Two of the three people sickened by carbon monoxide at their New Ulm home remain hospitalized.
The Associated Press reports 93-year-old Arnold Schweiss and his 90-year-old wife, Velma, are in satisfactory condition at Hennepin County Medical Center. Their son was treated and released from New Ulm Medical Center on Monday.
According to the AP report, snow drifts around the home's exhaust and intake vents caused carbon monoxide to build up in their house and sickened the three.
Authorities say the incident is a good reminder for people to check their home's outdoor furnace vents and make sure they are clear of snow and ice.
Last month, two roommates from nearby rural Springfield were found dead from carbon monoxide poisoning.
The Minnesota Department of Health says because carbon monoxide has no color or taste it cannot be detected by human senses. Health officials say it can build up to dangerous concentrations indoors when fuel-burning devices are not properly vented, operated or maintained.
Health officials estimate that unintentional exposure to carbon monoxide accounts for 500 deaths in the United States each year and contributes to more than 2,000. The U.S. Consumer Product Safety Commission estimates 8,000 to 15,000 people are examined or treated in hospitals for non-fire related carbon monoxide poisoning.

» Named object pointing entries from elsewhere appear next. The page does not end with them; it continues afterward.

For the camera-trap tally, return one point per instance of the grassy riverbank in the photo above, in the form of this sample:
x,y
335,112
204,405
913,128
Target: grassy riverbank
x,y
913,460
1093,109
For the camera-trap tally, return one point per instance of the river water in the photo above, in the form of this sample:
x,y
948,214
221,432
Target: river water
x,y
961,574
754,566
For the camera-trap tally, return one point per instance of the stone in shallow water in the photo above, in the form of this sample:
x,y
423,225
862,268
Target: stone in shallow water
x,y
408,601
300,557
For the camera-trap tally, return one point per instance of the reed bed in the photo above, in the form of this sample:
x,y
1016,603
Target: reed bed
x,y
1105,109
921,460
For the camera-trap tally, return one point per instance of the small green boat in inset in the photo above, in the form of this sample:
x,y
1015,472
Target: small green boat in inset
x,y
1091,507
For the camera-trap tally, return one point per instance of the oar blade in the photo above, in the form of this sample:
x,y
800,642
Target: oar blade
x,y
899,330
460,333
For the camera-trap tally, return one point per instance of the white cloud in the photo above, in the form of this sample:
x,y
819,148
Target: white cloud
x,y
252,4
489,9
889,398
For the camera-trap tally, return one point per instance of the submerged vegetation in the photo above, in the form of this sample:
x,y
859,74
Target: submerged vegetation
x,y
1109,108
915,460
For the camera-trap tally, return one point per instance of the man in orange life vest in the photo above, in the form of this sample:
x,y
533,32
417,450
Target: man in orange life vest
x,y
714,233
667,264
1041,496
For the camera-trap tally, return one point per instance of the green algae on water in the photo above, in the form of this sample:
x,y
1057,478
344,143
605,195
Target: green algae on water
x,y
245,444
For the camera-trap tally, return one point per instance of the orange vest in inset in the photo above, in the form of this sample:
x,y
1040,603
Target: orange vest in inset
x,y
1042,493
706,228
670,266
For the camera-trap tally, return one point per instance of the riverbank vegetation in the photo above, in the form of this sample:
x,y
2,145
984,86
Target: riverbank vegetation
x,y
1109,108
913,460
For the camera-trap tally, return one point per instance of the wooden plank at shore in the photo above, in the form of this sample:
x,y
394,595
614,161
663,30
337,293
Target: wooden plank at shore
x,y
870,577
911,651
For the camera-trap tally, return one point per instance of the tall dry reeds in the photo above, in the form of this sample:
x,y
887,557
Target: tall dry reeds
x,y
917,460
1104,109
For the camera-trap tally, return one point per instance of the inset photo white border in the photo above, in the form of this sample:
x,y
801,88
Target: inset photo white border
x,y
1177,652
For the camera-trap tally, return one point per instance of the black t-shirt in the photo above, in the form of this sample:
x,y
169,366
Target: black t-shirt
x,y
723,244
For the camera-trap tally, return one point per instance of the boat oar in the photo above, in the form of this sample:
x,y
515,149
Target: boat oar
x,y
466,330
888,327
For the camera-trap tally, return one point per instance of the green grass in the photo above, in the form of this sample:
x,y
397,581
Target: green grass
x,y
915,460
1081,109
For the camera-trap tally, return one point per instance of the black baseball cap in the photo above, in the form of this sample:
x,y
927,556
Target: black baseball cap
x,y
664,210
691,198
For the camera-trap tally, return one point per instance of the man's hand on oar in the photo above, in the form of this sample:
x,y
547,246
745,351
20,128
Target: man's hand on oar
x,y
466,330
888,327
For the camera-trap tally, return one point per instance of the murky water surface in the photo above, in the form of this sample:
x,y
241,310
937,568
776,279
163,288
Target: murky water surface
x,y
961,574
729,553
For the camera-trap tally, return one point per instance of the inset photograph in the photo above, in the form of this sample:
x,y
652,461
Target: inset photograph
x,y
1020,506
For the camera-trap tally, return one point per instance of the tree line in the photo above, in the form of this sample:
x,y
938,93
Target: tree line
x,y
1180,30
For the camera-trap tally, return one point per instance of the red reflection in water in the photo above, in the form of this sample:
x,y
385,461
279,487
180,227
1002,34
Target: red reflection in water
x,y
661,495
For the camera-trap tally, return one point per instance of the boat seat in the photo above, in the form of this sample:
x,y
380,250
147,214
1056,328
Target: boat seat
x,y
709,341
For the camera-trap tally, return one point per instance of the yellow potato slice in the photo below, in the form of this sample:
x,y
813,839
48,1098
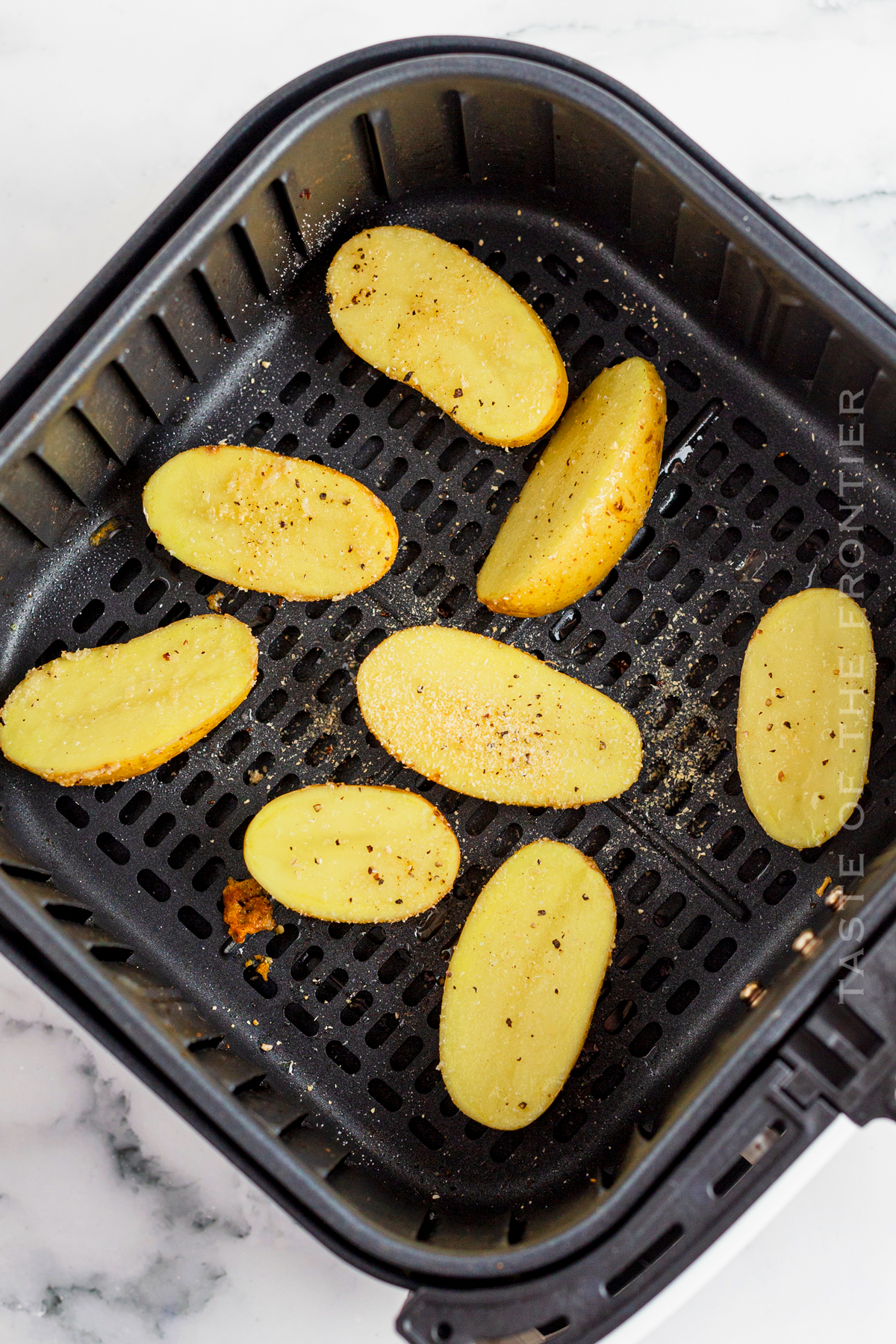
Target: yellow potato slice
x,y
805,715
494,722
352,853
523,983
429,315
270,523
117,712
586,497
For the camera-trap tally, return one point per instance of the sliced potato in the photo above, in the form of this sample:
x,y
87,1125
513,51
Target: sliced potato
x,y
494,722
429,315
352,853
805,715
117,712
270,523
523,983
586,497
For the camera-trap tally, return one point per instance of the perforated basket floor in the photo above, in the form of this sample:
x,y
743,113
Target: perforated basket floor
x,y
707,900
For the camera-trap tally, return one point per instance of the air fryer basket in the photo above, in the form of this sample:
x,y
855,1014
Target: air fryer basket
x,y
626,241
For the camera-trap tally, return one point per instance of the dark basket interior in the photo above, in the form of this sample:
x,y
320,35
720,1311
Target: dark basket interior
x,y
238,346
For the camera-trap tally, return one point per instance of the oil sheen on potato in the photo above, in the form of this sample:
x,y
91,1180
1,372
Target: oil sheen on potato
x,y
494,722
586,497
124,709
352,853
270,523
805,715
432,316
523,983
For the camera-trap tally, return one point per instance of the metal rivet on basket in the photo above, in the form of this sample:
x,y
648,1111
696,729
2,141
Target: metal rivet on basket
x,y
836,898
753,994
806,944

Officials say homes with fire-burning appliances such as gas furnaces, water heaters, and fireplaces or homes with attached garages are more likely to have carbon monoxide problems than other homes.
The Department of Health says making sure all appliances and heating devices are properly vented, knowing the symptoms of carbon monoxide poisoning, and installing and maintaining carbon monoxide detectors in your home in accordance with state laws, are simple steps that can be taken to prevent carbon monoxide poisoning.